An Asian-American Fairfax High School student asks Ethiopian-born Taktu (Rachel) Yasu how long it took her to learn English. An African-American classmate wants to know if she encountered racism in her native Israel. Another African-American senior inquires if there are any Jews left in Ethiopia. After two weeks touring schools in the L.A. Unified School District and meeting students face to face, Yasu is used to these questions by now.

Yasu is one of eight students visiting from Israel under the auspices of the Anti-Defamation League’s (ADL) “Children of the Dream” program. The ADL views the Ethiopian-Israelis as the natural choice to increase understanding between Jews and other ethnic groups, particularly African-Americans.

“Children of the Dream” began in L.A. six years ago and has since expanded to cities nationwide, including Detroit and Washington D.C.

The visit to schools like Fairfax High is only Phase I of the ADL’s program. Phase II will send a cross-section of American students of various ethnicities to Israel to become better acquainted with the environment within which the Ethiopian-Israelis thrive, and Phase III will create a structure where local Jewish students will get together with local students of color on a monthly basis to work together on a community project. The aim is to create dialogue and defuse the impulses that create racial hatred and anti-Semitism.

Accompanying the Ethiopian students from class to class is Phyllis Gerably, assistant director of ADL’s Israel office in Jerusalem, who herself made aliyah years ago, from her native Santa Barbara to Israel, where she now lives with her family.

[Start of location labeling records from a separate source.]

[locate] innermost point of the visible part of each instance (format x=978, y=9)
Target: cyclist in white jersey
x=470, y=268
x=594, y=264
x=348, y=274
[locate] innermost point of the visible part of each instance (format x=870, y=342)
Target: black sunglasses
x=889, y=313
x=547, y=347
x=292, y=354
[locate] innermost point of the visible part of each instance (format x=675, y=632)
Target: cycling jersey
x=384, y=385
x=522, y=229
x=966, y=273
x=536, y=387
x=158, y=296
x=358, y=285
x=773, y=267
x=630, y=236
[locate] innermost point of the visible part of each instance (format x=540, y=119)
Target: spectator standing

In Jeff Jolna’s British History honors class, the Fairfax High seniors listened with rapt attention as Yasu, 21, told the class about her personal ordeal, fleeing at age 5 with her family from her native Ethiopia — which refused to let its Jews leave the country — and walking for two months to Sudan, where Ethiopian Jews were housed in refugee camps. Yasu recounted how the Mossad, as part of Operation Moses, helped shuttle the Ethiopian Jews covertly into Europe — through Rome and Paris — before delivering them to safety in Israel.

The Fairfax students mingled with Yasu and her friend, 18-year-old Twodaj (Ahuva) Ayelin, as they swapped questions regarding tastes in music and entertainment. Several boys even invited them out to lunch and a basketball game.

“It’s sad that we don’t have a deeper connection with Africa… ” said Fairfax student Helena Perry, 16. “As African-Americans, we lack that advantage. I don’t even know which tribe I’m from,” said Perry, who believes that slavery helped disconnect black Americans from their African heritage.

An interesting by-product of the cultural exchange came about when Jolna encouraged his own students to introduce themselves. Through humor, Jolna, a gregarious New Yorker of Russian-Jewish origin, created an atmosphere of acceptance between his class and the visitors as he asked his predominantly minority students to share their cultural background with the Ethiopians. From this exercise, Yasu learned that many of the students sitting before her — at face value African-Americans and Latinos — were, in fact, multicultural in ethnicity. One boy’s parents originated from El Salvador and Turkey, while several African-American students were part Italian, Irish or Native American in heritage, and a Latina girl said she was half Hawaiian. When one of his students told the class that her parents each hailed from North and South Korea, Jolna jokingly inquired, “Do they get along?”

In addition to Fairfax High, the Ethiopian teens and twentysomethings made stops at eight other high schools: Venice, Bravo Magnet, Jefferson, L.A.C.E.S., Downtown Business Magnet, Kennedy, Jordan and Hamilton, where the visiting students sang with the high school’s gospel choir. Said Yasu of the L.A. students she has met over the last two weeks, “They are very curious… They all want to know how they treat us [in Israel]. That is the main question.”